Much of this work has been developed by Drs. Scott Armstrong and Florian Perner, showing that chromosomal translocations involving 11q23 locus produce oncogenes with various partners. The consequences are oncogenic proteins that have lost H3K4 methyltransferase activity but are able to associate with KMT2A target genes and recruit multiple chromatin-associated protein complexes that drive aberrant gene expression. And there are over 100 KMT2A fusion partners, which have been identified. The average activation of KMT2A target genes, part of a stem cell program, is driven by KMT2A fusion oncogenes are activated by wild-type KMT2A complexes, as demonstrated specifically in NPM1-mutated leukemias. NPM1 acts as a cofactor of the transcriptional activation of leukemogenic genes in these settings. KMT2A rearrangements occur in about 10% of AMLs and all acute leukemias, including AMLs and ALL, while NPM1 mutations occur in about 1/3 of patients with AML.
Menin inhibitors have been developed to disrupt the complex nononcogenic KMT2A complex by interfering with the interaction of KMT2A and menin, particularly as a complex on chromatin, including in AMLs that are driven by NPM1 mutations and KMT2A rearrangements. NPM1 mutations and KMT2A rearrangements drive overexpression of HOXA9 and MEIS1 genes, which is critical for transformation to AML. KMT2A-dependent genes also contribute to therapeutic resistance and relapse to cytotoxic therapies. Menin inhibition downregulates HOXA9 and MEIS1, leading to differentiation of leukemic blasts and, ultimately, a therapeutic.
Soon after the conduct of the clinical trial studying menin inhibitors, there was increasing understanding of menin resistance mutations that we have explained some of the critical resistance that was being seen in clinical trials and in patients who are developing progression or disease relapse. In the revumenib study, for example, mutations in MEN1 were seen in 38.7% of patients who had experienced disease progression or relapse. So it's a sizable minority of patients.
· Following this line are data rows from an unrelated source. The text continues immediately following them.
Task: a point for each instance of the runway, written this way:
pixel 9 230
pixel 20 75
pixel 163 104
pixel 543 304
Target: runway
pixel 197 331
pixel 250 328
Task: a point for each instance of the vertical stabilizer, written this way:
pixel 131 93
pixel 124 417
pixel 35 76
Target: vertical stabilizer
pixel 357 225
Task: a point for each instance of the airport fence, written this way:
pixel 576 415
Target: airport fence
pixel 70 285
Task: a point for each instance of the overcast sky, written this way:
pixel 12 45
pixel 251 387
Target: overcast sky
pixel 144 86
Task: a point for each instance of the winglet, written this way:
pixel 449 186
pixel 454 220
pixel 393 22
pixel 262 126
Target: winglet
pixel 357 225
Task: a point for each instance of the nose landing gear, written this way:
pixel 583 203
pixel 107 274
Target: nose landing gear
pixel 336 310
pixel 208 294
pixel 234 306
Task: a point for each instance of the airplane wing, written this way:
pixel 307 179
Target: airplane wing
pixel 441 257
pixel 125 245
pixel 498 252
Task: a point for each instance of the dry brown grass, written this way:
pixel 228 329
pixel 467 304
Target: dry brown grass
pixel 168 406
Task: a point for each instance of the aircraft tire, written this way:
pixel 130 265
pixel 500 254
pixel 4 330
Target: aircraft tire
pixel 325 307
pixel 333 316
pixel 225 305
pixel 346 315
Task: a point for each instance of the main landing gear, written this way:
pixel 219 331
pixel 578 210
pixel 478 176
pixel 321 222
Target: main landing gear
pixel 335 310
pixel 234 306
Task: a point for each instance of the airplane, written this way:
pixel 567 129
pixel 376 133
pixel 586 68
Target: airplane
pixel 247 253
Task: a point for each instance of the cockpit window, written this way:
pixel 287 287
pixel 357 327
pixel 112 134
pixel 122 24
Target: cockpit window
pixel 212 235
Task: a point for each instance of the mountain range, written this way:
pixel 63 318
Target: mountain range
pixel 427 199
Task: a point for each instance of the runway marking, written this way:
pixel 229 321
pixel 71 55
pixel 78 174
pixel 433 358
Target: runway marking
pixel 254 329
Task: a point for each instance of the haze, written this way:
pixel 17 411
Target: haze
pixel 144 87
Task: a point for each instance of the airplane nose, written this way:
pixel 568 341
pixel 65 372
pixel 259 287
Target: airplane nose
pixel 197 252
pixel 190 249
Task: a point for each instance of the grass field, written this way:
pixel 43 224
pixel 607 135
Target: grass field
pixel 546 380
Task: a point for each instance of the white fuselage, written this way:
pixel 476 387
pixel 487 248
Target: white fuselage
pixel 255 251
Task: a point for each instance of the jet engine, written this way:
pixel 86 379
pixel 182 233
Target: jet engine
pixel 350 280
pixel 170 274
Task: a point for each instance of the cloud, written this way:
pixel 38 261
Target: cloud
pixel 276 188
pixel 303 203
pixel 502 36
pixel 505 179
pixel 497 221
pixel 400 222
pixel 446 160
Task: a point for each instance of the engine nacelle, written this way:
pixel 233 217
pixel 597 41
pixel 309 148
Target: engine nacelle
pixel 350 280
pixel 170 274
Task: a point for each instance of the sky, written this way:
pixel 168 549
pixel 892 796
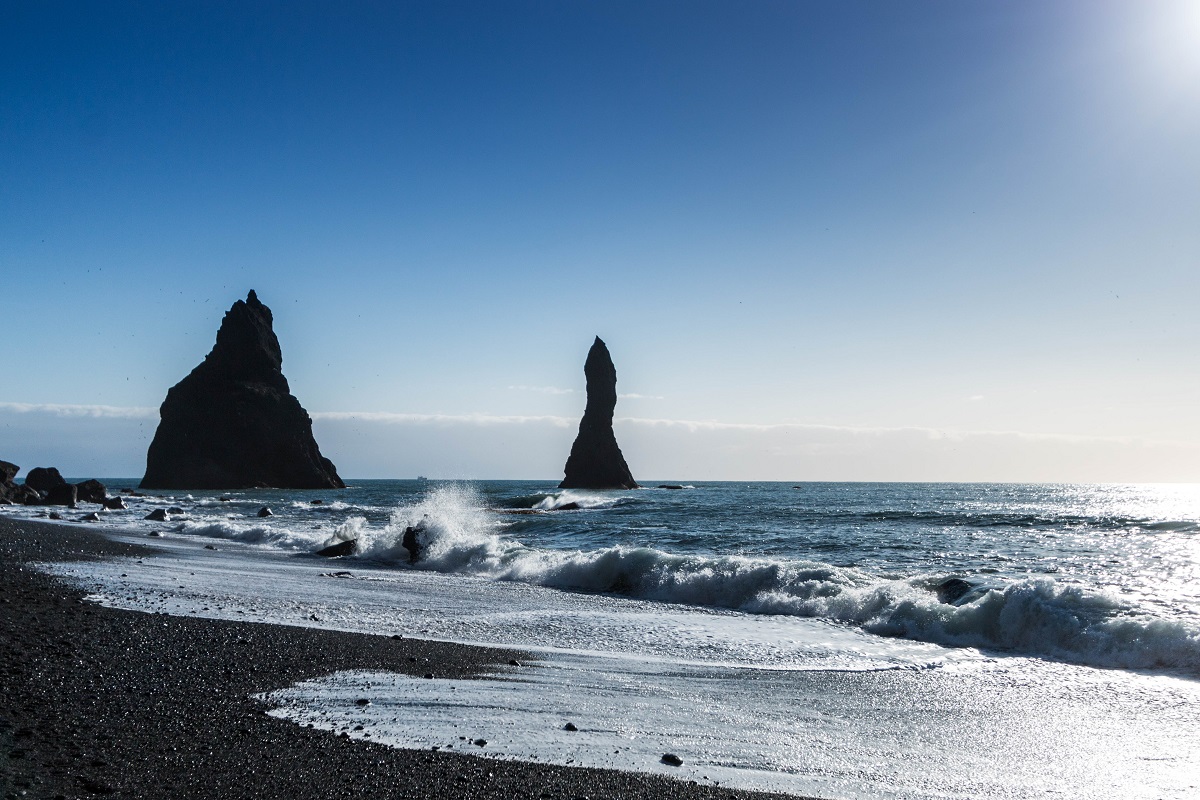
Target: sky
pixel 823 239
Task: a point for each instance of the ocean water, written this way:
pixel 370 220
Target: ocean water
pixel 778 636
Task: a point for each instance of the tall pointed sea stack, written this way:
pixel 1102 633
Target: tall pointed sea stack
pixel 595 461
pixel 233 422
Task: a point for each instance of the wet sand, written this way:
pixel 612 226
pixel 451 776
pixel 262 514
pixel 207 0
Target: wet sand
pixel 107 703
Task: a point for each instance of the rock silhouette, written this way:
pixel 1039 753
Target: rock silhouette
pixel 233 422
pixel 595 461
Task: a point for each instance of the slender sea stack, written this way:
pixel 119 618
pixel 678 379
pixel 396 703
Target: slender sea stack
pixel 233 422
pixel 595 461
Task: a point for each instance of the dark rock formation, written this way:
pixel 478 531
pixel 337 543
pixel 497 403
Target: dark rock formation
pixel 64 494
pixel 25 495
pixel 952 590
pixel 233 421
pixel 43 479
pixel 595 461
pixel 7 483
pixel 91 491
pixel 339 549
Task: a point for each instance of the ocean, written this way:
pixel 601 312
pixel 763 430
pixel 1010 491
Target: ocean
pixel 851 641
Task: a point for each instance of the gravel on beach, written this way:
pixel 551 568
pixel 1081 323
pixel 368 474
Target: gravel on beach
pixel 108 703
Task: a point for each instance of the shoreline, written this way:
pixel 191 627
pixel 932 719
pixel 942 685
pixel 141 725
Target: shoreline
pixel 108 703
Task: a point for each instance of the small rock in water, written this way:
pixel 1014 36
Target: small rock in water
pixel 339 549
pixel 952 590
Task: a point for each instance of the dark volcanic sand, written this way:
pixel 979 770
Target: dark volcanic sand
pixel 106 703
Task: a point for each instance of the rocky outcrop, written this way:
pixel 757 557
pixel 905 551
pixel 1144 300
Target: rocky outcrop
pixel 43 479
pixel 7 485
pixel 233 422
pixel 595 461
pixel 91 491
pixel 64 494
pixel 46 486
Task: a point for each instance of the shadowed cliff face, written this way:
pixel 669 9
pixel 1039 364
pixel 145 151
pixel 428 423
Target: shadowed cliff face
pixel 595 461
pixel 233 421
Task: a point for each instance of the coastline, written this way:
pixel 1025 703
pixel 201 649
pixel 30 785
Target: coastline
pixel 103 702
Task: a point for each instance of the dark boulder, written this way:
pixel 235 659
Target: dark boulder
pixel 595 461
pixel 339 549
pixel 64 494
pixel 233 422
pixel 43 479
pixel 25 495
pixel 7 485
pixel 91 491
pixel 952 590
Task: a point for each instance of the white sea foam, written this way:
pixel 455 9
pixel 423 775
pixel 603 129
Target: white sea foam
pixel 1039 618
pixel 582 499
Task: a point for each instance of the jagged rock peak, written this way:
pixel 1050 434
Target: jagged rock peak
pixel 595 461
pixel 246 343
pixel 233 422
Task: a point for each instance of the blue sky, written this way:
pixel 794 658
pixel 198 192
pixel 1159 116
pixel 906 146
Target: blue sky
pixel 823 240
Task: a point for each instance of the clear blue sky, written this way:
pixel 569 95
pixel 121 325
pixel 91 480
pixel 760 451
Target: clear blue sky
pixel 853 240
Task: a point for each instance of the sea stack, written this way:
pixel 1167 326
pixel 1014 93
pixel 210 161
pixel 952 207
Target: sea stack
pixel 233 423
pixel 595 461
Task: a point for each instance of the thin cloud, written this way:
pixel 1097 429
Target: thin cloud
pixel 544 390
pixel 390 417
pixel 66 409
pixel 693 426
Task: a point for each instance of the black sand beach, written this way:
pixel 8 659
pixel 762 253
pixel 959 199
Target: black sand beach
pixel 101 702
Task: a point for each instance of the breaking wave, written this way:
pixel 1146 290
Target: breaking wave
pixel 1039 618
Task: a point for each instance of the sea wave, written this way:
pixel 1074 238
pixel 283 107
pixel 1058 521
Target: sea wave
pixel 1039 618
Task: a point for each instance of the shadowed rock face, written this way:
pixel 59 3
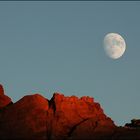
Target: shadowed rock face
pixel 61 118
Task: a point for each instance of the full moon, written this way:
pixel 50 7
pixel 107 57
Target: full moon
pixel 114 45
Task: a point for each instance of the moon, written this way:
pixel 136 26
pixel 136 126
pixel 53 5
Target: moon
pixel 114 45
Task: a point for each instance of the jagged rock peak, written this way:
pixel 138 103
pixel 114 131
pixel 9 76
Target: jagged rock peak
pixel 4 100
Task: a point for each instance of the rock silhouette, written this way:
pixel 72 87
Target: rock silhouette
pixel 62 118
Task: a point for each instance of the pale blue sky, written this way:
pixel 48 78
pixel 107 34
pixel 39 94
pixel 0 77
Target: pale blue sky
pixel 48 47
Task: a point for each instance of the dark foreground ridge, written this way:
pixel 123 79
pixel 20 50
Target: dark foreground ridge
pixel 62 118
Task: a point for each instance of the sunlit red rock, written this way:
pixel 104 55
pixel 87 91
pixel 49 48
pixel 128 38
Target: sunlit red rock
pixel 61 118
pixel 4 100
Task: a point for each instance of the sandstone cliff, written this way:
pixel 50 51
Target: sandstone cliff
pixel 61 118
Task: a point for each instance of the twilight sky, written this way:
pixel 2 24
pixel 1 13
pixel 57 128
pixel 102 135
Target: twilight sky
pixel 48 47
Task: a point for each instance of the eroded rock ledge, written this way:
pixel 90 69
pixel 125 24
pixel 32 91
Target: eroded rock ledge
pixel 61 118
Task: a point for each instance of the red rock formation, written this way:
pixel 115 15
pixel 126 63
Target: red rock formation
pixel 4 100
pixel 61 118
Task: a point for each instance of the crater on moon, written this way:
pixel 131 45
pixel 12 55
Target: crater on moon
pixel 114 45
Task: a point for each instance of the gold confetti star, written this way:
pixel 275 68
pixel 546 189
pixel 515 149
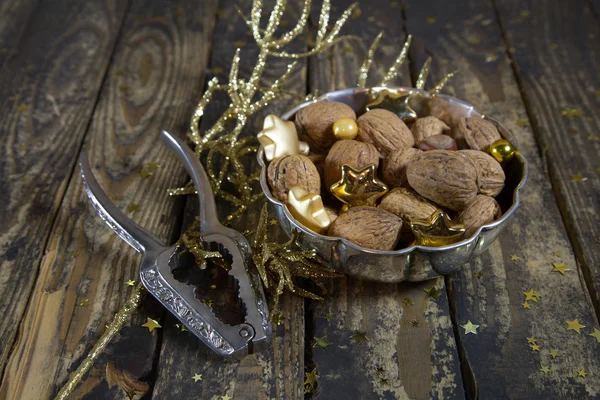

These MEN1 resistance alterations were looked at among samples treated with various menin inhibitors. And it's interesting, there are several different types of MEN1 resistance alterations, and each of them confer different degrees of resistance to the various menin inhibitors that have been studied in clinical trials. For example, as can be seen in this slide, ziftomenib shows a decreased efficacy in patients who have M327I alterations, but it seems to have preserved efficacy in patients, for example, with another MEN1 resistance mutation, T349M. Whereas revumenib seems to have decreased efficacy across the mutations that are seen here. Of note, the most common form of MEN1 resistance that has been seen seems to confer resistance across these menin inhibitors.
In the ziftomenib study, among the several patients that developed resistance, 29 subjects, this was presented at EHA in 2023, only one was identified with a specific MEN1 resistance, M327I, alteration. So that would suggest that there are probably other mechanisms of resistance that need to be developed and studied that may not be dependent on MEN1 resistance mutation.
Well, my time is up. I hope you found this overview useful, and I thank you so much for your attention.